Но придёт ли она? Нервы его были напряжены до предела. Придёт, если поверит, что записку писал Нальянов. На миг ему стало холодно и совсем уж неуютно. Унизительно, что и говорить, воспользоваться чужой любовью, да и подло к тому же… Может и правы те, кто именовали его подлецом? Но почему чужая любовь значима, а его — нет?

Дибич задумался. Выходит, он подлинно любит эту медноволосую красавицу? Именно любит? Но что с того? Обладание редко придаёт женщине цену, чаще — обесценивает её. Назавтра, когда голод плоти затихнет, он может просто не узнать её. Его память услужливо напомнила ему былые связи, его любовницы замелькали перед ним одна за другой, но часы неожиданно пробили полночь, и он торопливо поднялся.

Дом спал и был погружён в тишину. Где-то тихо пел сверчок, а за окном на слабом ветерке усыпляюще шуршали ветви старой ивы. Окна в генеральском доме уже не горели, фонарь на углу был единственным источником света. Дибич осторожно и зорко вглядывался в ночь, рассчитывая, что заметит Елену на входе. Но не заметил, только услышал, как в ночной тишине скрипнула дверь чёрного хода.

Он торопливо устремился в лестнице, не столько увидел, сколько всем телом ощутил приближение женщины. Её тёмное платье сливалось с ночью, лицо едва проступало во тьме. Она тоже, словно почувствовала его присутствие на ступенях, торопливо бросилась к нему. Обнявшись, они дошли до спальни.

Елена, он слышал это в темноте, отбросила на постель платок. Дибич не стал ждать и молча опрокинул её на кровать, больше всего боясь проронить хоть одно слово, чтобы она не догадалась, что он — вовсе не Нальянов. К его удивлению, а он ждал стыда и сопротивления, это была подлинная ночь страсти, девица любила исступлённо и безумно, всё время упрекала его в том, что он жесток, но была ненасытна и горяча.

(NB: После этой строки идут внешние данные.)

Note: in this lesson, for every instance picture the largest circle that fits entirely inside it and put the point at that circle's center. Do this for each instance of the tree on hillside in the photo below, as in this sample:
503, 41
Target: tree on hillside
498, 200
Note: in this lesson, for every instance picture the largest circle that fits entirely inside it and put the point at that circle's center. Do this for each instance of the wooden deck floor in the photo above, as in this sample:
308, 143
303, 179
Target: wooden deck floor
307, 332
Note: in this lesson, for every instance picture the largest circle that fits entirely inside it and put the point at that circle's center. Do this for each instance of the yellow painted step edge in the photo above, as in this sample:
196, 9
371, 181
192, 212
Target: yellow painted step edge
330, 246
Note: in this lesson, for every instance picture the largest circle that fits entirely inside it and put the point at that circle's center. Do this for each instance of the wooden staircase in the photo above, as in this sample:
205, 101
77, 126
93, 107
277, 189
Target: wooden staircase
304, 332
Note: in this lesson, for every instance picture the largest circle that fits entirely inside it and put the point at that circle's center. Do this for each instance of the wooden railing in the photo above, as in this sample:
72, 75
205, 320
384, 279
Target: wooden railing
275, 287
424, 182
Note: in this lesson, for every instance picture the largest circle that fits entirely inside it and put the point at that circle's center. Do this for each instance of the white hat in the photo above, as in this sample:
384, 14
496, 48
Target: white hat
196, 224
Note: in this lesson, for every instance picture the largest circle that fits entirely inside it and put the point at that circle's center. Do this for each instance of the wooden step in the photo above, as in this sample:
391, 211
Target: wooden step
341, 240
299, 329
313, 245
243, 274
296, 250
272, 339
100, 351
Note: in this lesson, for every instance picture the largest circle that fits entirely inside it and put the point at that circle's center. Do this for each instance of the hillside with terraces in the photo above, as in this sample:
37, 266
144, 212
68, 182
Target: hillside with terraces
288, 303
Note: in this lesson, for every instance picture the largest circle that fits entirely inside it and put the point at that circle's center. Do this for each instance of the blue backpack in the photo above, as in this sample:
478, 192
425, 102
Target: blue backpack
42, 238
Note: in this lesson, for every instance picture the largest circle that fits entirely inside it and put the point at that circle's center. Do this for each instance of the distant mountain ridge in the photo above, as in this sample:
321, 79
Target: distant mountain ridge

Под утро она поднялась и, укутав голову шалью, свалившейся во время страстного поединка на пол, точно призрак, растаяла у дверей. Дибич, измотанный и обессиленный, собрался всё же проводить её до дверей чёрного хода, но просто не успел: когда он, накинув халат, вышел на лестницу, там уже никого не было.

Теперь Андрей Данилович медленно приходил в себя. Елена была вовсе не девицей, но оказалась страстной и опытной женщиной. Это так-то странно охладило его, почему-то в мечтах он всегда ласкал её девственное, прохладное тело, и её ответные ласки не простирались дальше сбившегося дыхания или нежного поглаживания. Ему невольно вспомнились издевательские слова Нальянова: «Что до девиц, то там и трёх не наберётся, хоть я и не считал, конечно. Если и были времена, когда я думал, что юные девушки питаются незабудками, лунным светом и утренней росой, то они давно прошли, Дибич…»

Андрей Данилович, несмотря на то, что ловко одурачил Климентьеву, почувствовал себя усталым и разбитым. И — обманутым в сокровенных ожиданиях. Девица, что и говорить, была ловка, умела строила из себя непорочную недотрогу. Но на гнев у Дибича уже не хватало сил. Сил достало только на то, чтобы опустить голову на подушку и провалиться в мутный сон без кошмаров и сновидений, чёрный, как дно колодца.

Разбудил его бой часов, отбивших десять утра, и прерывающиеся звуки рояля: Нальянов, в дорогом шёлковом халате играл мефистофелевские куплеты Гуно, временами мурлыкал их по-французски, а порой отрывал руки от клавиш и с явным наслаждением прихлёбывал кофе.

— Знаете, что я подумал, — лениво обронил Юлиан вместо приветствия, — не пойду я на этот пикник. Как пить дать дождь будет. Тётя приехала только что и жаловалась, что ей плохо на дождь, и давеча ей нехорошо было.

Дибич с сомнением выглянул в окно и пожал плечами. Солнце сияло в чистом небе, лёгкие облака клубились на востоке, никаких признаков непогоды не было. Потом он перевёл взгляд на Нальянова. Тот выглядел бодрым, выспавшимся, глаза его лучились.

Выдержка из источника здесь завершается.